Stolberg: Klassik-Festival in Stolberg lockt ein breites Publikum

Stolberg : Klassik-Festival in Stolberg lockt ein breites Publikum

Mit einem „Romantischen Liederabend“ ist am Sonntagabend das 3. „Klassik Festival Momentum Stolberg“ im Museum Zinkhütter Hof erfolgreich zu Ende gegangen.

Die ukrainische Sopranistin Stella Motina und die Pianistin Patricia Buzari, auch Initiatorin des Festivals, sorgten für einen krönenden Abschluss der sechsteiligen Konzertreihe, die auch in diesem Jahr mit seinem künstlerischen Niveau restlos überzeugen konnte.

Das zeigte sich auch an den Reaktionen des begeisterten, mittlerweile überregional besetzten Publikums. Dass die Besucherzahlen der unterschiedlich stark frequentierten Konzerte diesmal hinter denen der Vorjahre zurückgeblieben sind, ist ebenso ärgerlich wie vermeidlich. Sowohl der Verein „Stolberger Musiksommer“ als Veranstalter als auch die Stadt Stolberg müssten sich womöglich stärker angesprochen fühlen, um organisatorisch und marketingtechnisch ein derart Image-förderndes Ereignis effektiver zu unterstützen. Die Auswahl der Künstler und Programme hätten es verdient, Buzari und ihre Helfer und Sponsoren ohnehin.

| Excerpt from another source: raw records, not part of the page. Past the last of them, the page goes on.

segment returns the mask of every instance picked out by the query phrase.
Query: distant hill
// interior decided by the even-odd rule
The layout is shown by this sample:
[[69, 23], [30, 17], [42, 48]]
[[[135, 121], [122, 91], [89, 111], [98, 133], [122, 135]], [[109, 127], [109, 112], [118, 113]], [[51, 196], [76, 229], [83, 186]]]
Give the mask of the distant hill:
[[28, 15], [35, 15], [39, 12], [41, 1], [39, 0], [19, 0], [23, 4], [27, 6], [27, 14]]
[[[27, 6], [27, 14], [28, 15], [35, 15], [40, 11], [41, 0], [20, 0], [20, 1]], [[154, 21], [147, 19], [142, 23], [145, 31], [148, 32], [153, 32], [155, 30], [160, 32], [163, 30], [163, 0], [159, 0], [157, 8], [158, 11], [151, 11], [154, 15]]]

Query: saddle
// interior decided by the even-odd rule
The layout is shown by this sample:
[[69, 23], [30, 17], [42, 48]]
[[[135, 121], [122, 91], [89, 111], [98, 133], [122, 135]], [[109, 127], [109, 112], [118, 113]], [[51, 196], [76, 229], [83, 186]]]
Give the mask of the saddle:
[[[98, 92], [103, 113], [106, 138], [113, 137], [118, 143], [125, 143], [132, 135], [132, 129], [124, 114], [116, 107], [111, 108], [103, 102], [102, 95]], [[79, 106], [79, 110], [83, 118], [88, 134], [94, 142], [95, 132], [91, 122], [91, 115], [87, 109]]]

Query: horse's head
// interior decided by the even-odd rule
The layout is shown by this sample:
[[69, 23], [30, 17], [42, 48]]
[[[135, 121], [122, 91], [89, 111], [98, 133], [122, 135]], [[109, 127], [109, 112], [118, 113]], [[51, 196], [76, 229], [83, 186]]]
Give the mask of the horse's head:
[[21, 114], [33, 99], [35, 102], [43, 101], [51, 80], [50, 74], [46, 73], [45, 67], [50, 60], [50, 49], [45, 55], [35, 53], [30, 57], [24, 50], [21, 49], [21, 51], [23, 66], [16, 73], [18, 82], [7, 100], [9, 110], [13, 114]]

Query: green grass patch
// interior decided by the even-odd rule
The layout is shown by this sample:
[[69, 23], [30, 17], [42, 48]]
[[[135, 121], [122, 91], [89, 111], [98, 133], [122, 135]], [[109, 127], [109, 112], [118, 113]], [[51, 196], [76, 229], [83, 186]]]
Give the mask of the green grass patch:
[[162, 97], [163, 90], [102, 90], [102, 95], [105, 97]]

Internationale Künstlerschar

Letztlich will sich das Festival nicht auf künstlerisch hochwertige Beiträge beschränken, sondern mit seiner internationalen Ausrichtung auch Zeichen für eine weltoffene Haltung ohne Rassismus und nationalistische Scheuklappen setzen. An der kulturellen Vielfalt der Künstler, die aus der Türkei, Russland, der Ukraine, Spanien und Deutschland anreisten, mangelte es freilich nicht. Und der russische Geiger Yury Revich überraschte die Deutsch-Iranerin Buzari gleich mit einer „Hochzeitserklärung an das Festival“, indem er mit seinem eigenen neuen Wiener Konzertzyklus „Friday Nights mit Yury Revich“ eine enge Kooperation mit dem Stolberger Klassik Festival eingehen will.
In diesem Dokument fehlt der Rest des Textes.